Reliable ways to make a living swiftly diminish, leaving countless skilled craftspeople without work, and without any way to support their families. But fair trade offers a new marketplace and livable wages to makers who rely on their craft.
Especially women—whose mothers and grandmothers before them created elaborate pieces of pottery, using only the clay from the earth beneath them, and the heat of fire fueled by coconut husk. These fires still burn strong on the island on Lombok.

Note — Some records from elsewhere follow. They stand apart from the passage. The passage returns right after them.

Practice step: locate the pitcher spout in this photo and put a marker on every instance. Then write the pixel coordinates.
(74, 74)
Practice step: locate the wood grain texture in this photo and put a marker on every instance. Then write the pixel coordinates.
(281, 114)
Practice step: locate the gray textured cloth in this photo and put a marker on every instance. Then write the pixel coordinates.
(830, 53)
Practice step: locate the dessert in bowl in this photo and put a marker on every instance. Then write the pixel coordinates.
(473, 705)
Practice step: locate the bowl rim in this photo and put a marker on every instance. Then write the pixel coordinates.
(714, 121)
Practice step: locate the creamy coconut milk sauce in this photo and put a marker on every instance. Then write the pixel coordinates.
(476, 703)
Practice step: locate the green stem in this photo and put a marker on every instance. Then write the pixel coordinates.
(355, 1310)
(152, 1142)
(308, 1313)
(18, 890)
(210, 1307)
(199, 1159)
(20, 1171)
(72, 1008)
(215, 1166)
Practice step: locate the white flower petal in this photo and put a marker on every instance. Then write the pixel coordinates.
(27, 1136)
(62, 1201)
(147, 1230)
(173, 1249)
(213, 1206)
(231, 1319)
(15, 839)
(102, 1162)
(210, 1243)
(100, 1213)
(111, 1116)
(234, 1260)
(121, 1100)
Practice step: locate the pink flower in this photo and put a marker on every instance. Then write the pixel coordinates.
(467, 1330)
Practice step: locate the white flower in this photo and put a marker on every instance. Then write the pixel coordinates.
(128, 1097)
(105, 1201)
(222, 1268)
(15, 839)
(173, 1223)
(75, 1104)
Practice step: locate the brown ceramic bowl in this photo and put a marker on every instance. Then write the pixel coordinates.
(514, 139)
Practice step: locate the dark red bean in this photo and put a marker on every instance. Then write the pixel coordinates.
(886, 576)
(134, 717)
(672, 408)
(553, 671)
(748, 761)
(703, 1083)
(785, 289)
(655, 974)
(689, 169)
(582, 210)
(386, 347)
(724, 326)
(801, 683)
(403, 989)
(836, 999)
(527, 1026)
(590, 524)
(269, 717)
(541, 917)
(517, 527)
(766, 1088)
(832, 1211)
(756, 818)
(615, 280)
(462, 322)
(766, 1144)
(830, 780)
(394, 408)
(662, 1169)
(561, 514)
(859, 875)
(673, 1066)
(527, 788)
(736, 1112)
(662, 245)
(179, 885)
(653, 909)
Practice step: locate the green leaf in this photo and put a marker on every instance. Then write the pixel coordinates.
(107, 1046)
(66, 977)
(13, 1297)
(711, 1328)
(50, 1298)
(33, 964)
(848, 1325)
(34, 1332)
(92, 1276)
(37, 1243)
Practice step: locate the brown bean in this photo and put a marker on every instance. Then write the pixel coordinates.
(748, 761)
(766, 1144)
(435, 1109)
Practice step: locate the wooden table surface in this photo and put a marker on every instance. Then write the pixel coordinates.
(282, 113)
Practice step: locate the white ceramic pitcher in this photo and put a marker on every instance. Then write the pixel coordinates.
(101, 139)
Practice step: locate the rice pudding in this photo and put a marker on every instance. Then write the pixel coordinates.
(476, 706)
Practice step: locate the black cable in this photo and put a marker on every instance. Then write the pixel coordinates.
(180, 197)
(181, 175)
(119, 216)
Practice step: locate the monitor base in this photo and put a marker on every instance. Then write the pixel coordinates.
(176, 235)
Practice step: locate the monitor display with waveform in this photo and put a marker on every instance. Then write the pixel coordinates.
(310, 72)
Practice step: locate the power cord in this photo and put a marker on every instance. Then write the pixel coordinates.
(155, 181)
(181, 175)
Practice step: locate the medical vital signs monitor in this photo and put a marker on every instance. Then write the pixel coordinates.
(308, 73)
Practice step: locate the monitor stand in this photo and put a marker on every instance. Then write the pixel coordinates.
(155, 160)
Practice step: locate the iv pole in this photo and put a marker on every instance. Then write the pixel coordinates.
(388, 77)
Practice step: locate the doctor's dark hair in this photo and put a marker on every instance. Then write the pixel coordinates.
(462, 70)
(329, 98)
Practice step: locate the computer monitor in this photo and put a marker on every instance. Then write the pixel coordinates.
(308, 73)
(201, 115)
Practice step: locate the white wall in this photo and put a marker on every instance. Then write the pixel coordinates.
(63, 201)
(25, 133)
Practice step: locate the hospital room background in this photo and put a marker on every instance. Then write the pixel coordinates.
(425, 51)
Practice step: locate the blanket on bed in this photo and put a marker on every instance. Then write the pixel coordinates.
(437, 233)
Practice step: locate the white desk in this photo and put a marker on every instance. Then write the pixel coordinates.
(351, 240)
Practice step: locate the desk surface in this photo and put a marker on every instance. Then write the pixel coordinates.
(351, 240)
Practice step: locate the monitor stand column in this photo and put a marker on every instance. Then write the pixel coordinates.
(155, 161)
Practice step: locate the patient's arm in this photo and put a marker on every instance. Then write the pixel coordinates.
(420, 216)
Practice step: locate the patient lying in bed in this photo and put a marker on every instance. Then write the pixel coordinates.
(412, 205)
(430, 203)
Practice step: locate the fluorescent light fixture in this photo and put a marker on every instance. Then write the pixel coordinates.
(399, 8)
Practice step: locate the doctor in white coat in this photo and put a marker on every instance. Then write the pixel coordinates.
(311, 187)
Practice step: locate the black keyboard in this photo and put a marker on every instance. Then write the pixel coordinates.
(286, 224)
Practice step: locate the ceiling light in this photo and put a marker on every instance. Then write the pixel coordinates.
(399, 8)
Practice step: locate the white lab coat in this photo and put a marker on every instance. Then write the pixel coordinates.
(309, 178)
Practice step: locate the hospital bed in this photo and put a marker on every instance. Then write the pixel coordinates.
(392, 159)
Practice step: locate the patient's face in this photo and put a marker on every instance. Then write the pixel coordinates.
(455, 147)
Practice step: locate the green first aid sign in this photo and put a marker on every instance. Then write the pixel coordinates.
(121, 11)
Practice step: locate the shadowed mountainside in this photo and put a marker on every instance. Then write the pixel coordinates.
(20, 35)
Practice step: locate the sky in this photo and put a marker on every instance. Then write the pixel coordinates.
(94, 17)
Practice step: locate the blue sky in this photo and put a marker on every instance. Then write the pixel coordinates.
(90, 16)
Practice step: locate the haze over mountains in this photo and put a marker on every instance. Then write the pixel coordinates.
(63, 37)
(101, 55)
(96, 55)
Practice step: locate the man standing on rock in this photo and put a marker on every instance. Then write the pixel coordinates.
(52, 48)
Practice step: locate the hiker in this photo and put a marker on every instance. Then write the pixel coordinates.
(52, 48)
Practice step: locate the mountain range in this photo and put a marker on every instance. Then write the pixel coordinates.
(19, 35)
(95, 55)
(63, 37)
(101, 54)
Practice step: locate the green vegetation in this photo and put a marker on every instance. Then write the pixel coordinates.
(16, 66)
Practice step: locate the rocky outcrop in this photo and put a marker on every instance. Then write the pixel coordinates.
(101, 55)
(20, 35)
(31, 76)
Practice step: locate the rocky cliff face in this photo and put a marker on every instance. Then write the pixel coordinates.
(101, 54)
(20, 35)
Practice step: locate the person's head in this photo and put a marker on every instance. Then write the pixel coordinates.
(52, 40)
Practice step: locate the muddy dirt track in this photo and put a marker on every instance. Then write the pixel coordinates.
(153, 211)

And women still collect clay to dry in the sun, in the same way their ancestors did.
And for those who have no ancestral craft, more training and guidance is needed. To the east, on the island of Bali, a dirt road is lined on either side with dense palm trees and lush vegetation. At the end of the road, there is a home with a corrugated tin roof. There is no need for doors here because visitors are so infrequent. And when visitors do come, they are always friends. Inside the home, a mother dresses her small daughter in a school uniform. A father feeds his baby and then it’s time for prayers, as the couple kneels on the ground, over a basket of burning incense. This is their morning routine, deep in the heart of rural Bali.
Far away from the elaborate resorts and famous temples where tourists gather, there are whole communities of farmers and craftspeople just like them. Sugiani wasn’t able to finish school, which made finding a job very difficult. So she and her husband, Selamet, found that their best option was to learn to make jewelry and operate their own small-scale workshop, using simple tools—chisels, hammers, and torches fueled by a foot pedal.
With a skilled hand and patient mind, sterling silver becomes jewelry, as both partners sit quietly at their craft. This is equality. This is opportunity. This is fair trade.